Священник ограничился тем, что испустил вздох, а аптекарь продолжал:
— Это как в Библии, в ней есть-таки… знаете ли… некоторые подробности… пикантного свойства, вещи, так сказать… веселенькие! — И, в ответ на жест господина Бурнизьена, выражавший его раздражение, прибавил: — Ведь вы же сами согласитесь, что эту книгу нельзя дать в руки молодой девушке, и мне было бы очень досадно, если бы Аталия…

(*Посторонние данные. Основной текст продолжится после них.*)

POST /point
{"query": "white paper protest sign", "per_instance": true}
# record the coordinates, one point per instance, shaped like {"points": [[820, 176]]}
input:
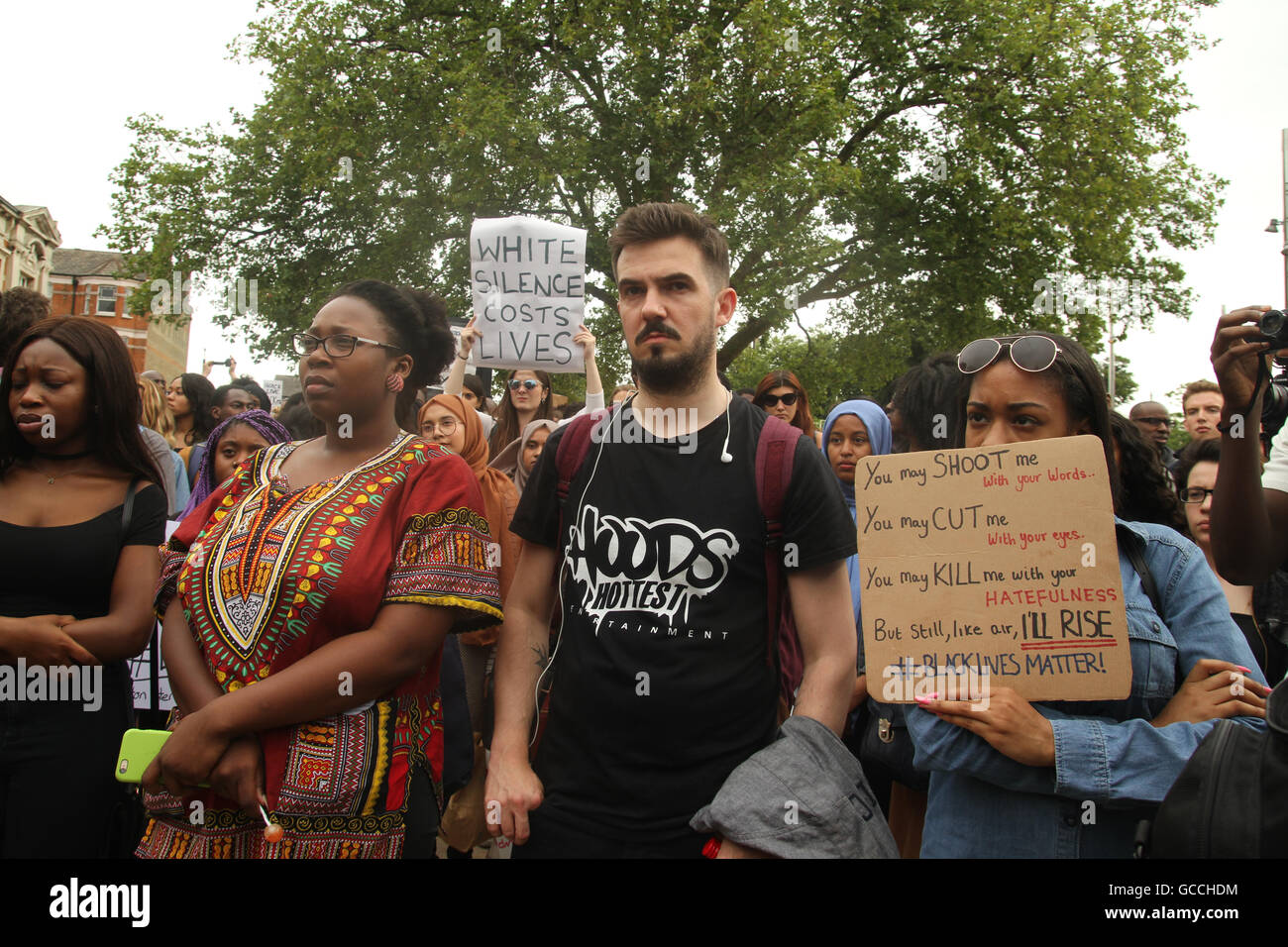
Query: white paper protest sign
{"points": [[273, 389], [527, 278]]}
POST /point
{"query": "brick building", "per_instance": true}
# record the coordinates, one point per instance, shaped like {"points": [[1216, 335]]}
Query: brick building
{"points": [[88, 282]]}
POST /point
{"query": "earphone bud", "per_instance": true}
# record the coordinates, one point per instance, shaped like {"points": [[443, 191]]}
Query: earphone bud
{"points": [[725, 458]]}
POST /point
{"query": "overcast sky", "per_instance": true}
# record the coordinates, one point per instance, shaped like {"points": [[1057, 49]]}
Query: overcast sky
{"points": [[179, 68]]}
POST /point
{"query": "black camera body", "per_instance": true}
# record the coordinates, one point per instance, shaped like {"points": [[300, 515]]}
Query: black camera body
{"points": [[1274, 328]]}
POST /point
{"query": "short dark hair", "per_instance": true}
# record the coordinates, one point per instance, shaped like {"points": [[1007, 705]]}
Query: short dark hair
{"points": [[925, 392], [417, 322], [1198, 388], [20, 309], [647, 223], [200, 393], [110, 388], [296, 418], [252, 386], [1194, 453]]}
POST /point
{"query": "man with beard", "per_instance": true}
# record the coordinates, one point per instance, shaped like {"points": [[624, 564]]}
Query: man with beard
{"points": [[661, 680]]}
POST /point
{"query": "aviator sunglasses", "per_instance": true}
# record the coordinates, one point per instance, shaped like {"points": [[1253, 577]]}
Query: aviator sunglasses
{"points": [[772, 399], [1028, 352]]}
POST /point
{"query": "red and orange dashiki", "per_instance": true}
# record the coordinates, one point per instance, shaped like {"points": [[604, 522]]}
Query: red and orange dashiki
{"points": [[267, 575]]}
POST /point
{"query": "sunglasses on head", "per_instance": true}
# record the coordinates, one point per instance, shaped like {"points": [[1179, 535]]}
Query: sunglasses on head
{"points": [[772, 399], [1028, 352]]}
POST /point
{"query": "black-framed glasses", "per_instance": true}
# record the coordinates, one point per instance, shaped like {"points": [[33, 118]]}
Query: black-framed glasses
{"points": [[1028, 352], [446, 427], [335, 346], [772, 399]]}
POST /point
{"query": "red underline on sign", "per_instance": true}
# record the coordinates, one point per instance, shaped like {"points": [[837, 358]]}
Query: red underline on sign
{"points": [[1070, 644]]}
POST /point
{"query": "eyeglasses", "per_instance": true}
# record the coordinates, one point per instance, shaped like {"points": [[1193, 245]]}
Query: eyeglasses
{"points": [[1028, 352], [772, 399], [446, 427], [335, 346]]}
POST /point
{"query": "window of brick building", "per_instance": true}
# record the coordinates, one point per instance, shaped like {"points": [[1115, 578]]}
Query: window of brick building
{"points": [[106, 300]]}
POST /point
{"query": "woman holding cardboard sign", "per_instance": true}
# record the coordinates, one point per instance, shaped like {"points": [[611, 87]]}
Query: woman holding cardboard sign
{"points": [[1013, 779]]}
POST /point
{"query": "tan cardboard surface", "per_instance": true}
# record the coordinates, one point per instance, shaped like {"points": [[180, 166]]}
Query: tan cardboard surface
{"points": [[992, 564]]}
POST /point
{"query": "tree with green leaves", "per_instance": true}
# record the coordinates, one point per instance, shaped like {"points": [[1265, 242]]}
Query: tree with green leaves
{"points": [[914, 166]]}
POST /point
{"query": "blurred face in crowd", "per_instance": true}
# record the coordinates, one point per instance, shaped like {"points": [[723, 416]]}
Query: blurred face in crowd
{"points": [[1009, 405], [1198, 514], [48, 398], [773, 402], [176, 399], [239, 442], [533, 446], [1153, 421], [526, 397], [1202, 412], [670, 312], [846, 444], [443, 428], [235, 402]]}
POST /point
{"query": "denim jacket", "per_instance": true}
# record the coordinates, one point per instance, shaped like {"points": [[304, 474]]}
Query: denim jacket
{"points": [[1112, 766]]}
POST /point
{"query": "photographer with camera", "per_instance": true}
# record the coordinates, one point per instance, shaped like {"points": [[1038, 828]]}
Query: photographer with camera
{"points": [[1249, 509]]}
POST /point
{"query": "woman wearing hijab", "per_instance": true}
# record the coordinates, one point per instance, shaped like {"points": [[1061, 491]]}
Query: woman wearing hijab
{"points": [[520, 455], [447, 420], [858, 429]]}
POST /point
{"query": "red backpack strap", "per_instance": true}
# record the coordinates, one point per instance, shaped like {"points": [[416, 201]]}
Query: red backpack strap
{"points": [[776, 451], [574, 446]]}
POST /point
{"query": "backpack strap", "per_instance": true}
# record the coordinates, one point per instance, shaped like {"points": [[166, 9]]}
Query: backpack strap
{"points": [[128, 508], [574, 446], [1132, 547], [776, 451]]}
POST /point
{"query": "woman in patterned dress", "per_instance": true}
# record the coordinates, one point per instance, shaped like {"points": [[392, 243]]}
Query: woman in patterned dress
{"points": [[305, 604]]}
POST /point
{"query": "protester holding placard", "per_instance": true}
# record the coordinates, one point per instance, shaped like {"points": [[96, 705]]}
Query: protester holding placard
{"points": [[1260, 609], [1014, 779]]}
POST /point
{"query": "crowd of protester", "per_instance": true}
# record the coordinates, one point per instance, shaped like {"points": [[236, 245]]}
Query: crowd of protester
{"points": [[417, 543]]}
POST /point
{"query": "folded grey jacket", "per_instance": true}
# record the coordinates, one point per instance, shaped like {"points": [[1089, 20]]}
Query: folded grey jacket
{"points": [[802, 796]]}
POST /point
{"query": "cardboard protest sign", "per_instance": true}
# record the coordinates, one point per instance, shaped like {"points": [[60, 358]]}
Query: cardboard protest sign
{"points": [[273, 389], [528, 281], [992, 567]]}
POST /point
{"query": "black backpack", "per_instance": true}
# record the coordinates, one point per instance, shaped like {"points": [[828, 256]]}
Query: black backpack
{"points": [[1232, 797]]}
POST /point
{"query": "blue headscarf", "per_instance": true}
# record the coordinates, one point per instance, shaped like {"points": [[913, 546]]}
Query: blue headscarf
{"points": [[879, 436]]}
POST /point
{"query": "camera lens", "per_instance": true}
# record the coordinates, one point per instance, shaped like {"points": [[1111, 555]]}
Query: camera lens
{"points": [[1273, 324]]}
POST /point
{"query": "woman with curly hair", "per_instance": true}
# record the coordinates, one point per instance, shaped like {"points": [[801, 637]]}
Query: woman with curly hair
{"points": [[784, 395], [1145, 489]]}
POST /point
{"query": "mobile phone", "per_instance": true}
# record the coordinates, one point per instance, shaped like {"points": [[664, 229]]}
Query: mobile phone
{"points": [[138, 750]]}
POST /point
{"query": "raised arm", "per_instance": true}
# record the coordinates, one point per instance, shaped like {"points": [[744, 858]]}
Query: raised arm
{"points": [[824, 622], [1249, 525], [522, 655], [455, 382]]}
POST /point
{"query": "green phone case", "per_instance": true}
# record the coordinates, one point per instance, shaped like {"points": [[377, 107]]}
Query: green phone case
{"points": [[138, 749]]}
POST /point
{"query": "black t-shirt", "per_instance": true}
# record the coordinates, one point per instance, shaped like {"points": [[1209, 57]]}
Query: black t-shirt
{"points": [[68, 570], [661, 682]]}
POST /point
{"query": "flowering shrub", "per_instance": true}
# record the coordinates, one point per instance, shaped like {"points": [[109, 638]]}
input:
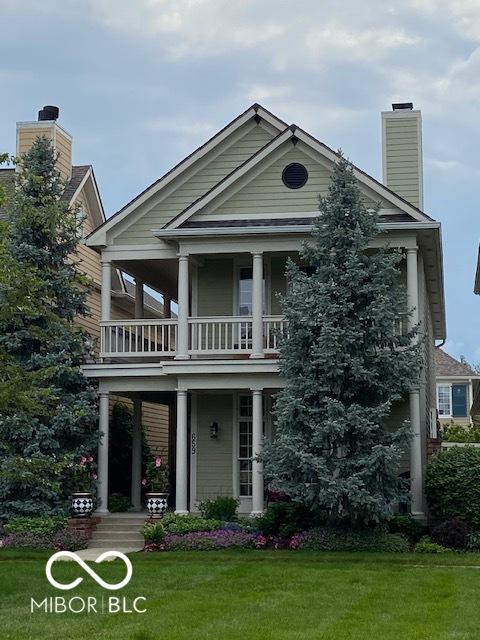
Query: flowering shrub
{"points": [[153, 532], [210, 540], [157, 475], [188, 524], [70, 540]]}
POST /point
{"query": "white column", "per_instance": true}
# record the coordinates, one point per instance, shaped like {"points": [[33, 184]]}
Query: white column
{"points": [[139, 311], [167, 307], [257, 306], [102, 471], [181, 482], [182, 328], [136, 494], [106, 289], [416, 457], [257, 467]]}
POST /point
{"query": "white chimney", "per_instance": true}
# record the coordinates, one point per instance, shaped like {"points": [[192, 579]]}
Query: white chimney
{"points": [[402, 152]]}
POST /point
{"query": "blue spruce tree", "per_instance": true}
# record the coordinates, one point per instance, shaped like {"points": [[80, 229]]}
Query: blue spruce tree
{"points": [[345, 363]]}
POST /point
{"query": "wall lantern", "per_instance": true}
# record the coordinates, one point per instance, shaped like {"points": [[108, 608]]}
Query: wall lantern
{"points": [[214, 430]]}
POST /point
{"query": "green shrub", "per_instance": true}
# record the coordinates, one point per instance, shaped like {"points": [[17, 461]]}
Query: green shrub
{"points": [[461, 433], [334, 539], [188, 524], [286, 518], [40, 526], [220, 508], [408, 526], [118, 503], [453, 484], [473, 541], [425, 545], [452, 533], [153, 532]]}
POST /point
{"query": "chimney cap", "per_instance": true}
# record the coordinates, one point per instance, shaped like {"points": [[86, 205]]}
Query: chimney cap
{"points": [[402, 106], [49, 112]]}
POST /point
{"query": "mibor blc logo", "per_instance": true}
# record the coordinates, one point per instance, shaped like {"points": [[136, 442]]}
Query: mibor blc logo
{"points": [[88, 604]]}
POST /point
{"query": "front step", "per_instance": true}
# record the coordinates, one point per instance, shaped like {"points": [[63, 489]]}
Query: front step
{"points": [[119, 531]]}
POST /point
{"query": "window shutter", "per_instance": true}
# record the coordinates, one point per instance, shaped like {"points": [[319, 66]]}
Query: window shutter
{"points": [[459, 400]]}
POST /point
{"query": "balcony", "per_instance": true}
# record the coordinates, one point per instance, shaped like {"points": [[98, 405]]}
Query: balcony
{"points": [[207, 336]]}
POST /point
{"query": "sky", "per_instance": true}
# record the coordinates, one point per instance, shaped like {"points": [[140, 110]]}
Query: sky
{"points": [[142, 83]]}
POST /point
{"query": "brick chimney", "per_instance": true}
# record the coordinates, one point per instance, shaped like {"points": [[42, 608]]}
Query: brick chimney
{"points": [[402, 152], [47, 126]]}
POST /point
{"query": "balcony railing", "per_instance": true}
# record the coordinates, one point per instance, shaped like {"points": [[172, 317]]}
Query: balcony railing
{"points": [[216, 335]]}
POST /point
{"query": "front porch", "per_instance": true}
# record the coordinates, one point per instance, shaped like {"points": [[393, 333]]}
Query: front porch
{"points": [[215, 437]]}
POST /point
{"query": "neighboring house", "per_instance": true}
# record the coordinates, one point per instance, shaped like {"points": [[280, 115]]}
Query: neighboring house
{"points": [[81, 191], [457, 390], [213, 235]]}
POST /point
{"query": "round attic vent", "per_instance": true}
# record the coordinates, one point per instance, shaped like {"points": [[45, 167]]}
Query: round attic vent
{"points": [[294, 176]]}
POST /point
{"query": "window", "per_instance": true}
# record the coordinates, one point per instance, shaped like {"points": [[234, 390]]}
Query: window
{"points": [[245, 446], [444, 400], [452, 400]]}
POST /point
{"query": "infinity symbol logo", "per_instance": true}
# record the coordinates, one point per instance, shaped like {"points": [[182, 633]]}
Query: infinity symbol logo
{"points": [[87, 569]]}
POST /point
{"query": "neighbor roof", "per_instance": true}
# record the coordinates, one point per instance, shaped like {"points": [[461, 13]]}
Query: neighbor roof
{"points": [[446, 365]]}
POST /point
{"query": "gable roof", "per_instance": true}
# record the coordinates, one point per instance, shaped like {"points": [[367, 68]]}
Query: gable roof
{"points": [[446, 365], [295, 133], [254, 111]]}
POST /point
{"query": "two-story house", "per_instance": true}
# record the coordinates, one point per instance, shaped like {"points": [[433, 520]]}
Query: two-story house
{"points": [[81, 192], [213, 235]]}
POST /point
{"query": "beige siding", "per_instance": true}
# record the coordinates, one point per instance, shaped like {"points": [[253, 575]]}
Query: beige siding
{"points": [[215, 287], [266, 194], [403, 157], [214, 456], [196, 186], [155, 419]]}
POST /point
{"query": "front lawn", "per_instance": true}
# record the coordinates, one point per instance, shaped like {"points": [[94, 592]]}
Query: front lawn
{"points": [[255, 594]]}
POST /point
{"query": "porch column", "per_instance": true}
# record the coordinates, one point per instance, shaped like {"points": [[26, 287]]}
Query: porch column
{"points": [[136, 494], [102, 471], [416, 457], [182, 323], [257, 467], [181, 480], [139, 311], [106, 290], [167, 307], [257, 306]]}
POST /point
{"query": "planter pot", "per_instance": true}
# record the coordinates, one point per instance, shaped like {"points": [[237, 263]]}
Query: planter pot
{"points": [[156, 504], [82, 504]]}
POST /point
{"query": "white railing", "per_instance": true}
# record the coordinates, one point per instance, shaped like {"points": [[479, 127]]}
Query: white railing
{"points": [[274, 327], [220, 335], [138, 338]]}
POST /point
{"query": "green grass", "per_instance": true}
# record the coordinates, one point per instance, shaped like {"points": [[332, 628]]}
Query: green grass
{"points": [[256, 594]]}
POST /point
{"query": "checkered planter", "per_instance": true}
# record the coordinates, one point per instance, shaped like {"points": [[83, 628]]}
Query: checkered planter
{"points": [[157, 504], [82, 504]]}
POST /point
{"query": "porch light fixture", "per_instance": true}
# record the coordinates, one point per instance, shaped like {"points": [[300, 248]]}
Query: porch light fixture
{"points": [[214, 430]]}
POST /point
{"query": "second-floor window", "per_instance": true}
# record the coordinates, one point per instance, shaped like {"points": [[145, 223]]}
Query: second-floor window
{"points": [[452, 400]]}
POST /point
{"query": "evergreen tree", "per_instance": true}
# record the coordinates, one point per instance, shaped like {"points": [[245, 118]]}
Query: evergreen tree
{"points": [[51, 420], [345, 363]]}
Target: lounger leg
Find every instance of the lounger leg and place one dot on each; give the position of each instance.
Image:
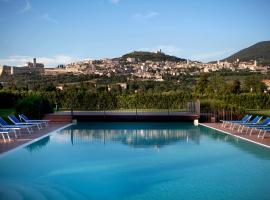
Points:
(15, 133)
(28, 129)
(3, 137)
(259, 134)
(263, 134)
(8, 137)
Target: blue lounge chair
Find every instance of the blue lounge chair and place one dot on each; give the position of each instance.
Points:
(252, 122)
(263, 124)
(4, 124)
(25, 119)
(263, 131)
(15, 121)
(5, 131)
(246, 118)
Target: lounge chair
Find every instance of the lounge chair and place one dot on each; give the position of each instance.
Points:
(263, 124)
(5, 131)
(14, 120)
(27, 120)
(4, 124)
(263, 130)
(246, 118)
(252, 122)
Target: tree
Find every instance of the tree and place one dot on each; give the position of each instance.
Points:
(201, 85)
(253, 84)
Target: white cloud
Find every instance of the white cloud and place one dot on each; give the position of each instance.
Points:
(27, 7)
(211, 56)
(145, 16)
(49, 19)
(53, 61)
(114, 1)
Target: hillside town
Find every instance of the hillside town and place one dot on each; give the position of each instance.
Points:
(146, 70)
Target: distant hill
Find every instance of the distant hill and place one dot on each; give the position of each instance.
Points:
(159, 56)
(259, 52)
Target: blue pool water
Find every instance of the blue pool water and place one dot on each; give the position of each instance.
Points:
(136, 161)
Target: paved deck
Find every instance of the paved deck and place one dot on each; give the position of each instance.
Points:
(126, 116)
(251, 138)
(25, 137)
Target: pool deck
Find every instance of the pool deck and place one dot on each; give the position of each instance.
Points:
(114, 116)
(26, 138)
(250, 138)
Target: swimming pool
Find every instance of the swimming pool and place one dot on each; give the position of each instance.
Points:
(136, 161)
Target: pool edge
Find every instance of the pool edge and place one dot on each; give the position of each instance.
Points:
(34, 140)
(237, 136)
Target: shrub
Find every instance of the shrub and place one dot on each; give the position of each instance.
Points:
(34, 106)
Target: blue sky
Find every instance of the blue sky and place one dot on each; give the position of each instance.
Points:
(58, 31)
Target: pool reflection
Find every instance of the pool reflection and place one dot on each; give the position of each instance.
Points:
(137, 138)
(38, 145)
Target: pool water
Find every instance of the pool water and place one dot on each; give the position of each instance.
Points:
(136, 161)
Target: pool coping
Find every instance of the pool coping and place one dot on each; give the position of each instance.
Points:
(237, 136)
(34, 140)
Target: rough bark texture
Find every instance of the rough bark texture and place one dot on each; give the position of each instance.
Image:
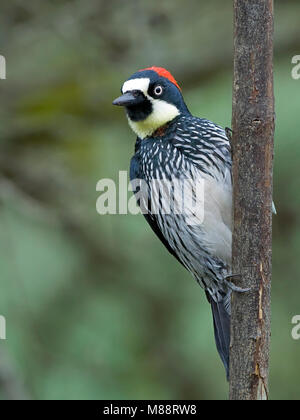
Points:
(252, 140)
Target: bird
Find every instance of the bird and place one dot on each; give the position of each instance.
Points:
(175, 147)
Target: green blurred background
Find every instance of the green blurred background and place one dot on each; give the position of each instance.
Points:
(95, 306)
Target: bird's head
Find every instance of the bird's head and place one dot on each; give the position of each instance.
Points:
(152, 98)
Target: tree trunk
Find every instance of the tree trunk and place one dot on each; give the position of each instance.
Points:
(252, 142)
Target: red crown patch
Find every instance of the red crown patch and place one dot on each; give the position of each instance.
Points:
(163, 73)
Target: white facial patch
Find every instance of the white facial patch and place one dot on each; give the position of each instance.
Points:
(137, 84)
(162, 111)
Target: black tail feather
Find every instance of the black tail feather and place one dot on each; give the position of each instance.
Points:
(221, 317)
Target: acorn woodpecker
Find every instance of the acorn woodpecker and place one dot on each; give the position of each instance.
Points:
(174, 146)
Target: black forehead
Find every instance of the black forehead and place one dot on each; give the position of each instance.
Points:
(150, 74)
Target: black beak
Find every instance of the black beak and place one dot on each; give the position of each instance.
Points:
(130, 98)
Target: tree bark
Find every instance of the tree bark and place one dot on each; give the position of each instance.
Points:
(252, 142)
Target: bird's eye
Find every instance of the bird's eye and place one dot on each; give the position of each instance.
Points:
(158, 90)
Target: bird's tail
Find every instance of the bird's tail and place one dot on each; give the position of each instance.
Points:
(221, 317)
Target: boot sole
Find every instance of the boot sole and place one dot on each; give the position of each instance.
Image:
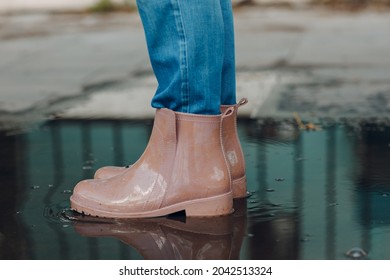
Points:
(220, 205)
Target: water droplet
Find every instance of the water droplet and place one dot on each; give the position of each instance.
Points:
(356, 253)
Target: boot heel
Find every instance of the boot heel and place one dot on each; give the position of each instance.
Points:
(212, 206)
(239, 188)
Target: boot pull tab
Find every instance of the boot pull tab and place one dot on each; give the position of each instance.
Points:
(228, 112)
(242, 102)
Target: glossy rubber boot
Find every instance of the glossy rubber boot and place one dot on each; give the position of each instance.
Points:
(183, 168)
(232, 148)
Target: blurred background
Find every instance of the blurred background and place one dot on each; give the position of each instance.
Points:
(75, 90)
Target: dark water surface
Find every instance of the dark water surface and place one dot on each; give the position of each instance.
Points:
(321, 194)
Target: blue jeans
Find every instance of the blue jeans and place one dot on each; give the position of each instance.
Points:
(191, 48)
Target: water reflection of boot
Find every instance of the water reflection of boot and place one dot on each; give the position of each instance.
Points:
(239, 227)
(167, 239)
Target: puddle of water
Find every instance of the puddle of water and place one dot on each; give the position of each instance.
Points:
(313, 195)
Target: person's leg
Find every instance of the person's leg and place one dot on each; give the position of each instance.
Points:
(228, 87)
(185, 41)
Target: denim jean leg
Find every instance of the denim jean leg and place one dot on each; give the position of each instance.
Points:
(185, 41)
(228, 87)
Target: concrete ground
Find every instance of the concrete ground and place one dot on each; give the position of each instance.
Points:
(316, 62)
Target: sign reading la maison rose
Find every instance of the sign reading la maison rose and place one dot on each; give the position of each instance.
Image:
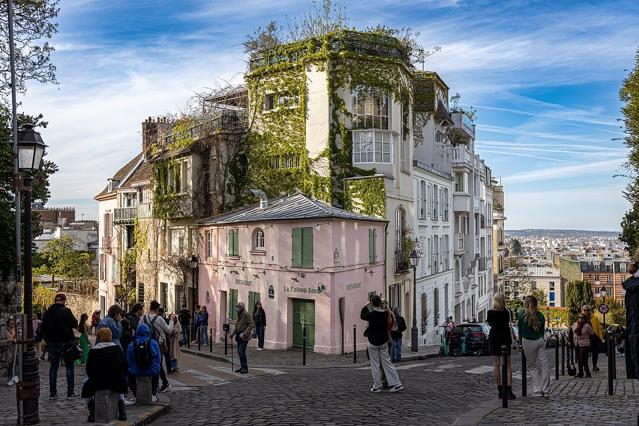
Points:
(305, 290)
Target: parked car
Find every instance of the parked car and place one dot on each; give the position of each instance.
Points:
(469, 339)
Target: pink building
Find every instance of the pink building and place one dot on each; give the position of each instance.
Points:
(302, 259)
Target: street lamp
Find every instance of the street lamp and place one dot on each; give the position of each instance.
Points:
(30, 152)
(414, 260)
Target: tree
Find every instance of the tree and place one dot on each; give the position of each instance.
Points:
(33, 28)
(629, 95)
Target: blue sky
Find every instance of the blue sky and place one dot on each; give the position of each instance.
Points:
(543, 76)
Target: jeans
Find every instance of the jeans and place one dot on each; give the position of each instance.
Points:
(55, 354)
(259, 331)
(396, 350)
(241, 351)
(155, 381)
(535, 351)
(379, 355)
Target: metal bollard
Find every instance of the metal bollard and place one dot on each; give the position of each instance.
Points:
(524, 374)
(504, 376)
(611, 387)
(354, 344)
(563, 354)
(556, 356)
(304, 345)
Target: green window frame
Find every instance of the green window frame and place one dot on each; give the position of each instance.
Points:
(372, 245)
(302, 247)
(233, 242)
(232, 303)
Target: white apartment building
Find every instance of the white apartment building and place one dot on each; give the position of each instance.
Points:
(473, 210)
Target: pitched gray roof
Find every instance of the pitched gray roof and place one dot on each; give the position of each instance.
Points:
(293, 207)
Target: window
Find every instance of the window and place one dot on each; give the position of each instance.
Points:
(370, 108)
(269, 102)
(209, 244)
(258, 240)
(459, 182)
(302, 247)
(372, 245)
(422, 200)
(233, 242)
(372, 147)
(177, 241)
(435, 204)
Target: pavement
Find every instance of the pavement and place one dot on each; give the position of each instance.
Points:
(71, 412)
(293, 357)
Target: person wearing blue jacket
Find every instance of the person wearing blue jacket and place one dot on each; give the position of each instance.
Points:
(144, 359)
(112, 321)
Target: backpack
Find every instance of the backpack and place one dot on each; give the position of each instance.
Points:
(142, 353)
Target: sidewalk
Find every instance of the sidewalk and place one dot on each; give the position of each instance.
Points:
(572, 401)
(71, 412)
(291, 358)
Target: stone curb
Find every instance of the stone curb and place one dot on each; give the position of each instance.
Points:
(415, 357)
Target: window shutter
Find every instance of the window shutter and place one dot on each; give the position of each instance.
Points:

— Но ведь Библию рекомендуют для чтения протестанты, не мы, — воскликнул священник с нетерпением.
— Все равно! — сказал Гомэ. — Изумляюсь, однако, что в наши дни, в век просвещения, находятся люди, упорствующие в осуждении духовного отдыха, умственных развлечений, безусловно безвредных, поучительных — и даже иногда гигиенических, не так ли, доктор?
— Разумеется, — ответил лекарь небрежно, потому ли, что, держась тех же взглядов, он не хотел никого обидеть, или же потому, что у него не было взглядов.
Разговор, казалось, был исчерпан; но аптекарю понадобилось еще раз кольнуть противника.
— Я знавал священников, одевавшихся в светское платье и ходивших поглазеть на ножки танцовщиц.
— Полноте! — сказал священник.
— Да-с, знавал! — И, отчеканивая отдельно каждый слог фразы, Гомэ повторил: — Я таких знавал.
— Ну что же, они поступали неправильно, — сказал Бурнизьен, решившийся претерпеть все.
— Черт возьми, да то ли они еще делают! — воскликнул аптекарь.